Methodology – the process of how the research is carried out, so for instance it could be surveys and then followed up with interviews, or it could be participatory action research.
Outcome – the result of an output, so for instance an increase in the number of children attending schools.
Output– a countable change eg the number of schools built.
Ownership – the idea that project leaders/beneficiaries/stakeholders need to be involved in all aspects of the project so they feel the results are applicable to them and they can use them, so it is not just an external requirement.

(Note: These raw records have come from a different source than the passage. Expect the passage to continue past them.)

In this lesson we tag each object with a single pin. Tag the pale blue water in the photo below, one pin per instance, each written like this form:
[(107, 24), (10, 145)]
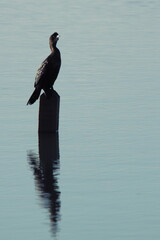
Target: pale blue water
[(106, 182)]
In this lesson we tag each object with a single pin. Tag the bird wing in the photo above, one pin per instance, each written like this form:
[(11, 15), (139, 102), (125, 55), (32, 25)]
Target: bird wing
[(41, 74)]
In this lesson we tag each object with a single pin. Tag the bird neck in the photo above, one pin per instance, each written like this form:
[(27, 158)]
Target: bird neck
[(53, 48)]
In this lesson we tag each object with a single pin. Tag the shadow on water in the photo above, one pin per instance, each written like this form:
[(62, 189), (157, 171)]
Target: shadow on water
[(45, 168)]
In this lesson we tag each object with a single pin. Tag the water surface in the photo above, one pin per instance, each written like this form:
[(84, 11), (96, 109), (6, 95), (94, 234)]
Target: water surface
[(105, 181)]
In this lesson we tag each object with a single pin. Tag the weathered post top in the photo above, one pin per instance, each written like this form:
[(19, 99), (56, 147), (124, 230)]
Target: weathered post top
[(49, 113)]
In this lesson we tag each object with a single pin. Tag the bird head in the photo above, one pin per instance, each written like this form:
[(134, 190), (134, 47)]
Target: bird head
[(53, 39)]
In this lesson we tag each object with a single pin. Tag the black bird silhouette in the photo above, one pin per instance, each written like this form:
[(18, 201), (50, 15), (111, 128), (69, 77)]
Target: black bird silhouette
[(48, 71)]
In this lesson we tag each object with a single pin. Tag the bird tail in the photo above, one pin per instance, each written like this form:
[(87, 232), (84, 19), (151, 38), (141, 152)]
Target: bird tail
[(34, 96)]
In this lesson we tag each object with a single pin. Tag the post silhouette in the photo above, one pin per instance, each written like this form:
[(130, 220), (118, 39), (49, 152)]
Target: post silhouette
[(49, 113)]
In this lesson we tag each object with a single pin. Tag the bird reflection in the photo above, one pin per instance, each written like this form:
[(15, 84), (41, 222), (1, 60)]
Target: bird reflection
[(45, 169)]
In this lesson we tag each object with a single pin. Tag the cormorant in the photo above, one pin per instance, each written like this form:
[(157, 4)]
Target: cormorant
[(48, 71)]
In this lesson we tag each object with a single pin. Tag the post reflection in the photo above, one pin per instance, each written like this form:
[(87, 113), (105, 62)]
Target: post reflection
[(45, 168)]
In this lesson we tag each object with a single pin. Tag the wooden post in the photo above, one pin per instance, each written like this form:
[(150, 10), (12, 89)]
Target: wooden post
[(49, 113)]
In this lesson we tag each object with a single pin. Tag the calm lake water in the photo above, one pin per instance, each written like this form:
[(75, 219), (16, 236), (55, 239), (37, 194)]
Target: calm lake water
[(105, 179)]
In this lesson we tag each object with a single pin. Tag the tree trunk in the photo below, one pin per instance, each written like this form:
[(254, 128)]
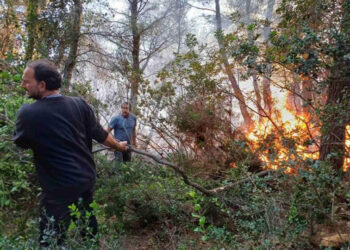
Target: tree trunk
[(237, 91), (336, 114), (136, 40), (77, 11), (31, 25), (266, 80)]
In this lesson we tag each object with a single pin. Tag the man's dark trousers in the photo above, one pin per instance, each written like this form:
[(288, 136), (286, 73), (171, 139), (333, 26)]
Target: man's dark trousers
[(57, 208)]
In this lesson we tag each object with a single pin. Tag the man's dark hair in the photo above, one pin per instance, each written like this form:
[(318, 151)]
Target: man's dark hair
[(45, 70), (126, 103)]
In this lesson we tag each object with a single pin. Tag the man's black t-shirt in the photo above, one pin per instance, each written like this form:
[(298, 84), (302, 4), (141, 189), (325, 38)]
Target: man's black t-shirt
[(60, 130)]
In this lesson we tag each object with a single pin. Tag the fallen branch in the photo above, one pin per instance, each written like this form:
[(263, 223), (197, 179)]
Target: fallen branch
[(210, 192)]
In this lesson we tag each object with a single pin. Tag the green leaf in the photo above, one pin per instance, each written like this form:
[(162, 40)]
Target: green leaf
[(197, 207), (202, 221)]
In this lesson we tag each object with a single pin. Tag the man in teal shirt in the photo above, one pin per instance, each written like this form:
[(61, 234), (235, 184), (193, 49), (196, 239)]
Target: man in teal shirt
[(124, 126)]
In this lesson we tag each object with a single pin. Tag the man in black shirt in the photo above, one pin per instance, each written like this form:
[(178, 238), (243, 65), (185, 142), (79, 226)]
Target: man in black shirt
[(60, 129)]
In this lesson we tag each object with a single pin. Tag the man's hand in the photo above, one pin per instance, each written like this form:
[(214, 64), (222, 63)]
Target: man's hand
[(114, 144), (123, 145)]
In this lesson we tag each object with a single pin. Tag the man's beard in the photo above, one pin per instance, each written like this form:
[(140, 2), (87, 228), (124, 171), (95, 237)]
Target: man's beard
[(36, 95)]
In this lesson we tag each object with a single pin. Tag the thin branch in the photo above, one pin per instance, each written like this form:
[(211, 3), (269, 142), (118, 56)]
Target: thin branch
[(210, 192)]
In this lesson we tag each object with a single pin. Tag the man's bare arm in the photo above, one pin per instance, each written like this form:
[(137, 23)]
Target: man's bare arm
[(109, 129), (134, 137), (113, 143)]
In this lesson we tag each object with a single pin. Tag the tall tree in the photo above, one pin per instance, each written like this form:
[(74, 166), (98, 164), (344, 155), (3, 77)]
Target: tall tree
[(74, 35), (228, 69), (337, 116), (31, 25)]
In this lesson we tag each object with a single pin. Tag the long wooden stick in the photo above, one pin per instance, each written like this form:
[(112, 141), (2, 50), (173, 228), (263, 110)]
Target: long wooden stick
[(211, 192)]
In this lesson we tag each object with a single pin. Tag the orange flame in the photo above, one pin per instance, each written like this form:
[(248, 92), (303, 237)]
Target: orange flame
[(289, 138)]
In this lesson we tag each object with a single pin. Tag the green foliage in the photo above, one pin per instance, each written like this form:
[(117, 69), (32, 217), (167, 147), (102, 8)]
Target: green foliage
[(138, 194), (16, 179)]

OxfamGB – the biggest Oxfam affiliate with a different method of carrying out impact measurement to Oxfam Novib, these are known as Effectiveness Reviews. Also known as OGB.
Quantitative – quantitative is concerned with data analysis, opposite to qualitative.
Stakeholders – everyone that is involved in a project so Oxfam, partner organizations, donors, beneficiaries etc.
“Written by Emily Boyce who is interning at Oxfam Novib’s impact measurement unit as a quantitative researcher. All the way from England to explore how Oxfam Novib does things and to study at the Institute of Social Studies, she does not shy away from a challenge. She founded a toilet twinning campaign when studying for her Bachelor’s degree at Warwick University and has now set her sights on new heights!”